Andrew Johnson National Historic Site 

Another presidential site I explored through the National Park Service was the Andrew Johnson National Historic Site in Greeneville, Tennessee. During our visit, we toured both the tailor shop where Johnson learned his trade and the home where he and his family lived. The simple bedroom shown here offered a glimpse into the personal side of a man who rose from humble beginnings to occupy the nation’s highest office.

Andrew Johnson’s story is one of self-made success. Born into poverty and receiving little formal education, he apprenticed as a tailor and eventually established his own shop in Greeneville. Through determination and political ambition, he served as mayor, governor of Tennessee, U.S. congressman, senator, and military governor of Tennessee before becoming vice president under Abraham Lincoln. Following Lincoln’s assassination in April 1865, Johnson unexpectedly became the seventeenth President of the United States.

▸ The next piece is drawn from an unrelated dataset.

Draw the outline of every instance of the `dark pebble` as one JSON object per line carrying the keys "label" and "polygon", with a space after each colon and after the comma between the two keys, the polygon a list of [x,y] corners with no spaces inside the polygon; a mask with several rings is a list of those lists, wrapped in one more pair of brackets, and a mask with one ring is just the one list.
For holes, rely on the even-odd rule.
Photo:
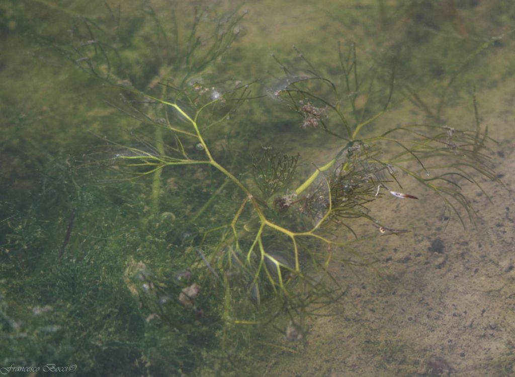
{"label": "dark pebble", "polygon": [[445,250],[445,245],[443,244],[443,241],[440,239],[440,238],[435,238],[435,239],[433,240],[433,242],[431,242],[431,245],[429,247],[427,250],[434,253],[443,254],[443,251]]}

His presidency was dominated by the difficult years of Reconstruction after the Civil War. Although his policies and clashes with Congress made him one of the most controversial presidents in American history, his life remains an extraordinary example of social mobility in nineteenth-century America. Few presidents have risen from such modest circumstances.

Established as a National Historic Site in 1935 by President Franklin D. Roosevelt, the park preserves Johnson’s tailor shop, his homestead, and his final resting place overlooking Greeneville. Standing in the rooms where he lived and worked, I was reminded that the American presidency has often been shaped by men whose journeys began far from wealth and privilege. From a small tailor shop in eastern Tennessee, Andrew Johnson rose to the White House at one of the most challenging moments in our nation’s history.